Generating Classification Datasets

When you’re tired of running through the Iris or Breast Cancer datasets for the umpteenth time, sklearn has a neat utility that lets you generate classification datasets.

Its use is pretty simple. A call to the function yields a attributes and a target column of the same length

import numpy as np
from sklearn.datasets import make_classification

X, y = make_classification()
print(X.shape, y.shape)
(100, 20) (100,)

Customizing

Additionally, the function takes a bunch of parameters that allow you to modify your dataset including:

Number of samples and size of feature space

X, y = make_classification(n_samples=1000, n_features=10)
print(X.shape, y.shape)
(1000, 10) (1000,)

Number of linear combination/repeated features to trip up your models, or how many informative variables there are

X, y = make_classification(n_redundant=4, n_repeated=5, n_informative=10)

Number of classes you aim to predict (Note, the generation algorithm needs a balance between informative attributes and classes)

X, y = make_classification(n_informative=4, n_classes=3)
print(np.unique(y))
[0 1 2]

And other, more technical elements

Sparse Datasets

One thing this functionality fails to do is generate sparse datasets.
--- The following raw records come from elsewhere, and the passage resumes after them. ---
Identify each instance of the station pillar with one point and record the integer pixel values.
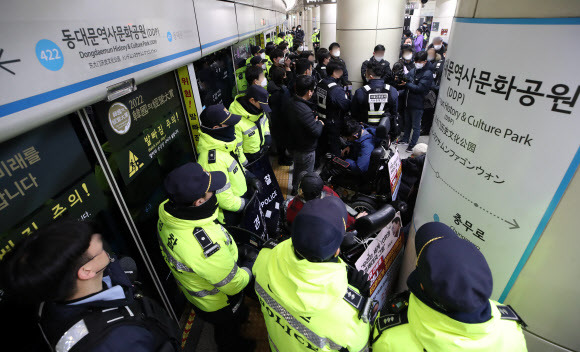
(502, 163)
(327, 25)
(360, 25)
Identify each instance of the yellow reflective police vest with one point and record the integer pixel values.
(216, 155)
(252, 129)
(303, 303)
(241, 82)
(430, 330)
(206, 271)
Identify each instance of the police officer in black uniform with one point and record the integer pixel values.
(332, 107)
(378, 58)
(376, 98)
(87, 301)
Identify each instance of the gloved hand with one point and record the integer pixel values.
(255, 184)
(360, 280)
(247, 256)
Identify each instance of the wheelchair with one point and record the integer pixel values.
(371, 190)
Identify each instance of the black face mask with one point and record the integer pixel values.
(224, 134)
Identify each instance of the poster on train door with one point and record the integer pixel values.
(382, 260)
(504, 143)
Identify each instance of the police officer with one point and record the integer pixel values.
(279, 39)
(200, 252)
(376, 98)
(448, 307)
(334, 50)
(332, 107)
(378, 58)
(254, 128)
(307, 299)
(87, 301)
(315, 39)
(219, 151)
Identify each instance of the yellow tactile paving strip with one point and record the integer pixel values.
(283, 176)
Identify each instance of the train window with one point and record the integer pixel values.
(144, 136)
(47, 174)
(215, 78)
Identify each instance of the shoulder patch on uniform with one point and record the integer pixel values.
(354, 298)
(508, 313)
(208, 246)
(211, 156)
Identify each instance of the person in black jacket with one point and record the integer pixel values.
(279, 102)
(378, 58)
(334, 50)
(419, 82)
(87, 301)
(304, 127)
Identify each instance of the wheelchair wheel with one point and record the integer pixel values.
(364, 205)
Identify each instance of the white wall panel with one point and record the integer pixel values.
(216, 21)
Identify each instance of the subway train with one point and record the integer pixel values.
(111, 106)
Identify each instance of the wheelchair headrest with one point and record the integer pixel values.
(384, 127)
(372, 223)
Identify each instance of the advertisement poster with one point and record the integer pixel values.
(504, 140)
(395, 173)
(382, 259)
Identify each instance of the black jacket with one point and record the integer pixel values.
(344, 79)
(304, 129)
(420, 81)
(386, 66)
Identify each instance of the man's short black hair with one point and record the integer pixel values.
(304, 84)
(351, 127)
(276, 54)
(44, 266)
(333, 66)
(277, 74)
(421, 56)
(302, 65)
(333, 45)
(253, 73)
(322, 55)
(375, 69)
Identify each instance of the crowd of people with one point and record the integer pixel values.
(310, 298)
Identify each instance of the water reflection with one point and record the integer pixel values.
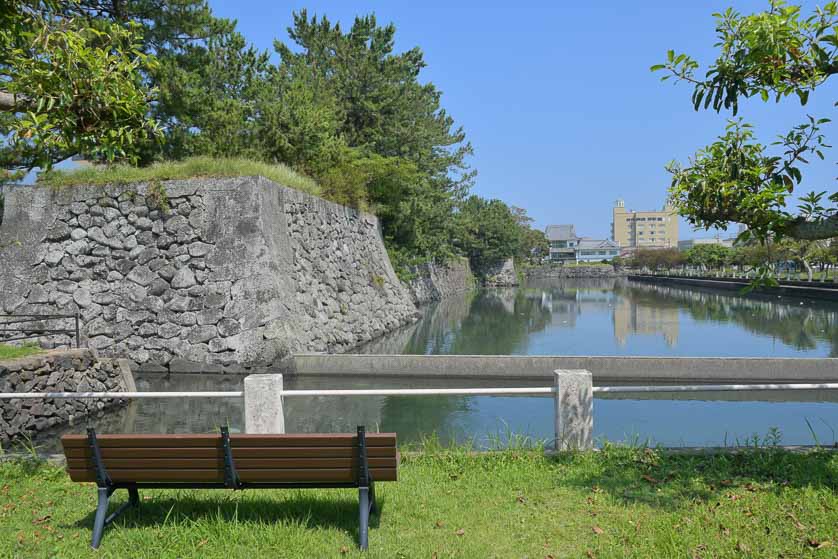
(571, 317)
(618, 317)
It’s not unreasonable to want to practice training algorithms on datasets with a huge class imbalance, make_classification() generally provides an even-ish split.

for _ in range(5):
    X, y = make_classification(10000)
    print(sum(y == 1))
5007
4997
5013
5015
5019

To get around this, we’re going to do a bit of pandas magicâ„¢.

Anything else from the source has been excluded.